May 18, 2015


Filed under: Photo of the day, Photography, Photos — paul davis @ 8:24 am

4244 dynamic




    Comment by Merilee — May 18, 2015 @ 9:17 am

    • Ah! So happy to hear that from you.

      Comment by paul davis — May 18, 2015 @ 9:20 am

      • I’ve been watching. Watching them get looser and more relaxed over time… just like the weeds in the fields 😉

        Comment by Merilee — May 18, 2015 @ 9:23 am

        • Your “treat them like weeds” advice comes to my mind all the time. I’d also say that I feel I fail to figure out how to do it all the time, too. But I believe it and hope it someday comes true.

          Comment by paul davis — May 18, 2015 @ 9:37 am

          • You will and you are. I can see it. I like to think of it as shaking out your hands when they become too stiff. It’s sort of like in my post on “not caring too much”. You need to care, just not too much. Your work is beautiful and becoming better all the time.
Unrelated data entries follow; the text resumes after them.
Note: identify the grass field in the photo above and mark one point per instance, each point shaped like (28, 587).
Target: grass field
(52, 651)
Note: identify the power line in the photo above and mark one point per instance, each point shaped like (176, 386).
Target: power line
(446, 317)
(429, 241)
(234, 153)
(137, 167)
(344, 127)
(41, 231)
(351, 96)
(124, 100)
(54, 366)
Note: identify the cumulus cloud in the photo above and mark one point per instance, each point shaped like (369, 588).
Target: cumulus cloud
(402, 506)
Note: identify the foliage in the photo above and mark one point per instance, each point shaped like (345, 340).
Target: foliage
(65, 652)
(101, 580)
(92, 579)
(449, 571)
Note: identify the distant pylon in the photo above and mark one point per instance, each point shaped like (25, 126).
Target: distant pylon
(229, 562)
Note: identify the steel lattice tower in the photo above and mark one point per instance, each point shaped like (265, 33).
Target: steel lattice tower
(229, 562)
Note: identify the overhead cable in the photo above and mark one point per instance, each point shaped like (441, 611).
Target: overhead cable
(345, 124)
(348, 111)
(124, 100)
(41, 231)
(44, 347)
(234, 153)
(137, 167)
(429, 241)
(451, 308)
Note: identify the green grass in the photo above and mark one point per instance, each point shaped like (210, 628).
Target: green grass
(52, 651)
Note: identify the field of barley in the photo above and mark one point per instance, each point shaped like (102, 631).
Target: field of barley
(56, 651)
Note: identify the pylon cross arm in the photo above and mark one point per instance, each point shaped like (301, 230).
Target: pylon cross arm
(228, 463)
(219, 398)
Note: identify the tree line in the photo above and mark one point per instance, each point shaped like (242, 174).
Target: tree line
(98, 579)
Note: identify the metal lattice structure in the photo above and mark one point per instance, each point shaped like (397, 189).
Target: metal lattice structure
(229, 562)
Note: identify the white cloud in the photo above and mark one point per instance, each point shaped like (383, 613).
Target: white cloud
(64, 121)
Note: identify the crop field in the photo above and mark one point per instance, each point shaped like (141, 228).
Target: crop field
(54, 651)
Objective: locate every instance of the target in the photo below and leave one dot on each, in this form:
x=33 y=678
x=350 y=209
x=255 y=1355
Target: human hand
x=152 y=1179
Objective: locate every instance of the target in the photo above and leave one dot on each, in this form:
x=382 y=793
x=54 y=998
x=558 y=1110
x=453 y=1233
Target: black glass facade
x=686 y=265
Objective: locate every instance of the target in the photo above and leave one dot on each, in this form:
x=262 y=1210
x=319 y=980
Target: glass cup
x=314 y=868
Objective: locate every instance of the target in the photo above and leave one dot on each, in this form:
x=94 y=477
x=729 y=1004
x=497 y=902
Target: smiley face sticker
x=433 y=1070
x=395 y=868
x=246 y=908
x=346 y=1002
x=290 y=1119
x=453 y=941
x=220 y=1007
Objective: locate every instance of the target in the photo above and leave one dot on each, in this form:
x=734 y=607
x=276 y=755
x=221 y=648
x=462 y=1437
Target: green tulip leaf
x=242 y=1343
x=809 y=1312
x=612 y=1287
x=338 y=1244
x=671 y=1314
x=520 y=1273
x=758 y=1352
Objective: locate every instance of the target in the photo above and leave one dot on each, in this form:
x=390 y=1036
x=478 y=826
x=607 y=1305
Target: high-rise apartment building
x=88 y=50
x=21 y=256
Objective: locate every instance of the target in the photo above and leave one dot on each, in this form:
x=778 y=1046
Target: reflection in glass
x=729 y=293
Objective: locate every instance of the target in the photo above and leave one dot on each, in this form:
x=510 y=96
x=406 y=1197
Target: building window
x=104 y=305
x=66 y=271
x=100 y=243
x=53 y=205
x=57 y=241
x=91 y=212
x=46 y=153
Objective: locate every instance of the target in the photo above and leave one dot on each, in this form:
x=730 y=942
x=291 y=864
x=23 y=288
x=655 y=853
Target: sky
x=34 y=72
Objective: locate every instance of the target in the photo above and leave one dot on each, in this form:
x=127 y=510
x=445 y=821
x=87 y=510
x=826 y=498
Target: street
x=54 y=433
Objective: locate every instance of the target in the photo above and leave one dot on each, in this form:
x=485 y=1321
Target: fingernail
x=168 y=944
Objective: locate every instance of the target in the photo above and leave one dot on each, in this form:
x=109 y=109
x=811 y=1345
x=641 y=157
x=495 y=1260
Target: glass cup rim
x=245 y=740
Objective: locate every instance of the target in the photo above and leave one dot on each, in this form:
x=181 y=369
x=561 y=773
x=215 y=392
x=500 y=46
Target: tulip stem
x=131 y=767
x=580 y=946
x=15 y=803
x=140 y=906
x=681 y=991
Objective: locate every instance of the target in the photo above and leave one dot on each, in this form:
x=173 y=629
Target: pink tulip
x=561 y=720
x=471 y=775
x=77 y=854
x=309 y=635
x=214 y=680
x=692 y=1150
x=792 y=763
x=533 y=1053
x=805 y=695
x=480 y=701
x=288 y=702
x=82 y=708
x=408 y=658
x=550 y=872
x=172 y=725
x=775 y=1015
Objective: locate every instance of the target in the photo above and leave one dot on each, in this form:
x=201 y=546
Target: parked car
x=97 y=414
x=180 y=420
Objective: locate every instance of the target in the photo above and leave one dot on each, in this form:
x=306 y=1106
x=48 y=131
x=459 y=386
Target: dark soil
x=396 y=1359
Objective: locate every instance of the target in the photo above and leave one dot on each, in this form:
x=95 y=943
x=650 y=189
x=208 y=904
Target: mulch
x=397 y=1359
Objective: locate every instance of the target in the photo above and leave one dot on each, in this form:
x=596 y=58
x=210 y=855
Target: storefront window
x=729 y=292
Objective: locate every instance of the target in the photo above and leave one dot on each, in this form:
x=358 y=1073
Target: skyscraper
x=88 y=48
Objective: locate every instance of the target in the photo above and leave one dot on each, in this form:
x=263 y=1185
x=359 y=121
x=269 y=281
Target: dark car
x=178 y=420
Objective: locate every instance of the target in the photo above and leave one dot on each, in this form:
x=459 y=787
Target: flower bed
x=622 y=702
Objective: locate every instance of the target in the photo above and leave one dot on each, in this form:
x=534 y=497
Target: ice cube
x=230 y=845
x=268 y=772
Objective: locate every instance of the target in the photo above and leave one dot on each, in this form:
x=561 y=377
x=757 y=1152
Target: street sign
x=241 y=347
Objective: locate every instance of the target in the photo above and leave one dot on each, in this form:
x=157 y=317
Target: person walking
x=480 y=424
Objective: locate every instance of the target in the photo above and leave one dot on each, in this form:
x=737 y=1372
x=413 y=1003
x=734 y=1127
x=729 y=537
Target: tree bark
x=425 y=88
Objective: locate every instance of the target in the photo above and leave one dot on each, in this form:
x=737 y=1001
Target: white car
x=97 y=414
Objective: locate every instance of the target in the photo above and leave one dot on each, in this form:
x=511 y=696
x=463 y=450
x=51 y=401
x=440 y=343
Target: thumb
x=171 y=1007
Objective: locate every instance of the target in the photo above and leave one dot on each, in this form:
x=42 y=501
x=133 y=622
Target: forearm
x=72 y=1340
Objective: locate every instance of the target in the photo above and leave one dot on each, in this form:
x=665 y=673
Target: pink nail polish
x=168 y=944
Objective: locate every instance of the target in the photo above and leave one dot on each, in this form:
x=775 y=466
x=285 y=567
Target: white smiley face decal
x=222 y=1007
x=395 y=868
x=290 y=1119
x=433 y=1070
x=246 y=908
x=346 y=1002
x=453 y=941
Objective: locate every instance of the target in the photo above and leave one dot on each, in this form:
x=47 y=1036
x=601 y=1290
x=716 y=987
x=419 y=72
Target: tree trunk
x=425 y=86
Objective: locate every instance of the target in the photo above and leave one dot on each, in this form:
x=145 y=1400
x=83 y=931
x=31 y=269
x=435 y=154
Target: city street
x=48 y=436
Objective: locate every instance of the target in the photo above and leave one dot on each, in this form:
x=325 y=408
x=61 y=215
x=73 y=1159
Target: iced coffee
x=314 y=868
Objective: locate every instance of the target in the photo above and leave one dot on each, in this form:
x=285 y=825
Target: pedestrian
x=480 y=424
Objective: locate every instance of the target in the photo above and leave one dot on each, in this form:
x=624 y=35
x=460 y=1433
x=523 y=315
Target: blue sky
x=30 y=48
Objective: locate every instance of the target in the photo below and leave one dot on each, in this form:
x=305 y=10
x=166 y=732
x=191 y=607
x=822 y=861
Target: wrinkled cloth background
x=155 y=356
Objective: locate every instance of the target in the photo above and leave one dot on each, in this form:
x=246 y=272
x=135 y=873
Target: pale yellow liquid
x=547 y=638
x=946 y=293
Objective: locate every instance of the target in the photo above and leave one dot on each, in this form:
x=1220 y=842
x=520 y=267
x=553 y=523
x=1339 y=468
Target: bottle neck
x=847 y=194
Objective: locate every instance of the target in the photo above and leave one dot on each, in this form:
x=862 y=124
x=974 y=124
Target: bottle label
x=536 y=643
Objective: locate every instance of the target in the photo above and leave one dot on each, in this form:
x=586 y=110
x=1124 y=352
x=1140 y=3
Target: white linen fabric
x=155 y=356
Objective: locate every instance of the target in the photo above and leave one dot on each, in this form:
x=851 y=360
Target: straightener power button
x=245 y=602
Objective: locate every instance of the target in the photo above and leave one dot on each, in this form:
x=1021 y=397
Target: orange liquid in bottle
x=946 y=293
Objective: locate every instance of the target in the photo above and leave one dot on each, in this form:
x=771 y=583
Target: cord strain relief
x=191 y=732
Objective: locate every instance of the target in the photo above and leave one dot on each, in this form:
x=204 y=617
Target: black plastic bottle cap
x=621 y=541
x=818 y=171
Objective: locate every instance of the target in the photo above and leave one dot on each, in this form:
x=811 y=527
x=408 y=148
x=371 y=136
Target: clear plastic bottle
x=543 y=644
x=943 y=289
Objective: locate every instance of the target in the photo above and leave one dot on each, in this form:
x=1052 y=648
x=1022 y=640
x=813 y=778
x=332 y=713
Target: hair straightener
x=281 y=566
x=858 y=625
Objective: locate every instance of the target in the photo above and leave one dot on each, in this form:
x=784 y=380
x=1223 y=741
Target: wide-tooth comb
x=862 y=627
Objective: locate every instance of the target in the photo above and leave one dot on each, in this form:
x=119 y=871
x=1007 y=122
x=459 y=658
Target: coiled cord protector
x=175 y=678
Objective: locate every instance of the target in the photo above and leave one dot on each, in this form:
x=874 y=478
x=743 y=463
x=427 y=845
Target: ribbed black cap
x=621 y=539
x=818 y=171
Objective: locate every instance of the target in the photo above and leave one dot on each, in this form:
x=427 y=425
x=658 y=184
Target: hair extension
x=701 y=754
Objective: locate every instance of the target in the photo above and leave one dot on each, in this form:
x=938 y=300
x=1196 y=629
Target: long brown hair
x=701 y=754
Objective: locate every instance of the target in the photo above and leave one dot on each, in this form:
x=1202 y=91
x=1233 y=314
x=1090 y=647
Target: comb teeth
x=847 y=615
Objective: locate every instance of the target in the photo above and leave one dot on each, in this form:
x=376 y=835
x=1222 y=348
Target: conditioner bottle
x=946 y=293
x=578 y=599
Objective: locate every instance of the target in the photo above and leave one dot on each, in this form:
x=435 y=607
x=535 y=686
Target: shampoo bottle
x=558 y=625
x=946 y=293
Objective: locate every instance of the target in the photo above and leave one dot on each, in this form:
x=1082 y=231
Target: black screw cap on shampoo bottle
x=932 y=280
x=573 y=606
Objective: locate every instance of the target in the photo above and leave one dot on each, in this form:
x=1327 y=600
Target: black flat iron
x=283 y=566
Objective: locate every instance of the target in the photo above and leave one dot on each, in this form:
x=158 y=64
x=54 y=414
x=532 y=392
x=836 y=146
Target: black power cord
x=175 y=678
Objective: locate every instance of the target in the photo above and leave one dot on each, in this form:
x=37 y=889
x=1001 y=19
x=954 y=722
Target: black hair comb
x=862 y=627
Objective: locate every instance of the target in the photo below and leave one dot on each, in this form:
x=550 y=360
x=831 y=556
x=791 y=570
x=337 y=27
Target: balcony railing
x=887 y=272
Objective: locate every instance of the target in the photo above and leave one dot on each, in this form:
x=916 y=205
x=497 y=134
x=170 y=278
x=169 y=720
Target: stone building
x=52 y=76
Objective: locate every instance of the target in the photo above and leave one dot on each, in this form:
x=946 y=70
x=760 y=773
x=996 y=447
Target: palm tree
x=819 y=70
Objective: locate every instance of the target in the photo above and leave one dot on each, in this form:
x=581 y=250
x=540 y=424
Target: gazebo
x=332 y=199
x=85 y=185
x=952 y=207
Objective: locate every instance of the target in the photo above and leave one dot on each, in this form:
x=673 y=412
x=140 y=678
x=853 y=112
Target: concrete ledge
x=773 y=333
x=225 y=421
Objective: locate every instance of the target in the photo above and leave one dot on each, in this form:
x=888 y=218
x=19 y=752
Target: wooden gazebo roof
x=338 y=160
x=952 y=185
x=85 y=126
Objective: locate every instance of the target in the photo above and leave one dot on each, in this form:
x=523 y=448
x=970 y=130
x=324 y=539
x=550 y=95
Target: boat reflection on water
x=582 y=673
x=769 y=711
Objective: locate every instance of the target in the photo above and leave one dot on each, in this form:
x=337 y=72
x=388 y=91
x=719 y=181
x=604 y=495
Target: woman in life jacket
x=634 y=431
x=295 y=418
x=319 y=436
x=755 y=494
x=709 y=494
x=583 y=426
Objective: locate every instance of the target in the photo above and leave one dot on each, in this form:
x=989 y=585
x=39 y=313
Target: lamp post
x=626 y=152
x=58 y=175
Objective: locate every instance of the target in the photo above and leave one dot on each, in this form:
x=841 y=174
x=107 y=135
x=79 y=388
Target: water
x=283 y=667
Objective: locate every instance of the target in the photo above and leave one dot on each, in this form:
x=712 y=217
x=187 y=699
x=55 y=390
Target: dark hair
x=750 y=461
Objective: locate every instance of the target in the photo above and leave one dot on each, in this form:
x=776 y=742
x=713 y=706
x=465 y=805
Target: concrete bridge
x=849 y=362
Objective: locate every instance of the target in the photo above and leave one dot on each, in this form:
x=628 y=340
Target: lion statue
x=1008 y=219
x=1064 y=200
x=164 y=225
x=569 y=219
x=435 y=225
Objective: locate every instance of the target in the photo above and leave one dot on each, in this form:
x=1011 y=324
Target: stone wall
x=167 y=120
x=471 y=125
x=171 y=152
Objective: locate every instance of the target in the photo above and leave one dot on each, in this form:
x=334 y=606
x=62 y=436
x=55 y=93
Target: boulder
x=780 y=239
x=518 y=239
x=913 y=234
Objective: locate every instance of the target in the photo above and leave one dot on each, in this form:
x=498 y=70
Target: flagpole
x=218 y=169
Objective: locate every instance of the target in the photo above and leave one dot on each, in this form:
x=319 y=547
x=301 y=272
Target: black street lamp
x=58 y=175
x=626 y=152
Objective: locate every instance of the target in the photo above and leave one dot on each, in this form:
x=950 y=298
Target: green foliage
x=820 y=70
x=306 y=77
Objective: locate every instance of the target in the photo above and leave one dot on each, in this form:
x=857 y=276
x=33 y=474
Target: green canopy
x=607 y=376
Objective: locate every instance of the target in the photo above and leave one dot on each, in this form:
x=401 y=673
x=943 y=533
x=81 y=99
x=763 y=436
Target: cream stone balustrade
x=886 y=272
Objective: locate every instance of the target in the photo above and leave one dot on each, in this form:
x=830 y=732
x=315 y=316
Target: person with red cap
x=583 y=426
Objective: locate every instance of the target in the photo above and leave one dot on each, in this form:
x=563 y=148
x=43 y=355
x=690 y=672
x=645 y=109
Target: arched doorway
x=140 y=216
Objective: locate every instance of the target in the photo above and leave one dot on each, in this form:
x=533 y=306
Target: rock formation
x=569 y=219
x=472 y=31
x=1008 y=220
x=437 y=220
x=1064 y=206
You are on the fast track to becoming a stellar portrait photographer. Keep it up! 🙂

            Comment by Merilee — May 18, 2015 @ 9:40 am

          • I sometimes suggest that the people I’m shooting shake out their faces–I need to think of my part in shaking out the stiffness. I look at portraits all the time and realize I can’t even see that way, let alone capture images like that. So, lots of room for growth. And, very happy to have your encouragement.

            Comment by paul davis — May 18, 2015 @ 3:53 pm

          • Not everyone makes a good image subject. A lot depends on how comfortable someone is in their own skin. If you can be shooting away while they are talking or walking or working or whatever, and they pay absolutely no attention to you, that’s best. If someone gets all stiff and self conscious, then it’s over before it’s started. That’s when you either hand them a vodka tonic, or you find a way to get them to relax. Shake it out, take a deep breath and then have them talk about something they LOVE. Then you can catch them unaware of what is happening and BAM. You get the shot!

            Comment by Merilee — May 18, 2015 @ 4:29 pm

          • WAY good advice. So far I think I’ve discovered the ideal personality to act as an accelerant on whatever unease they bring into the encounter. Get their mind off it…hmmmm, there’s an idea.

            Comment by paul davis — May 18, 2015 @ 4:58 pm

  2. What I find particularly lovely about this photo of Catherine is the light. That light is just exquisite, and makes her simply stunning, with the lace and the stair rail leading your eye right up to her face. She’s relaxed, she knows who she is and makes no excuses about it. She’s someone I’d like to talk to. Which means, this one is a Hit. If you can make the viewer want to talk to your subject, you win 🙂

    Comment by Merilee — May 18, 2015 @ 4:37 pm

    • It was a very brief encounter with Catherine–only a handful of shots. She was waiting for a group shot on these stairs and a couple of people were late. Everyone else was standing around in the lobby, but she was sitting on the stairs, and I was leaning against the railing, and I thought, why in the world am I not taking her picture right now? So I said, do you mind? and she gave me something very much like this look.

      Comment by paul davis — May 18, 2015 @ 5:02 pm

      • Perfect! I have found that my best shots of other people are either completely candid, or with very little notice. Not a lot of time to think about it. Just do it. Before they realize and then stiffen up. I like to think of my camera as being like the breeze. It just blows through and visits for a moment and then it’s gone before they can catch it 😉

        Comment by Merilee — May 18, 2015 @ 5:29 pm

  3. Love the highlights and shadows. Spot on focus!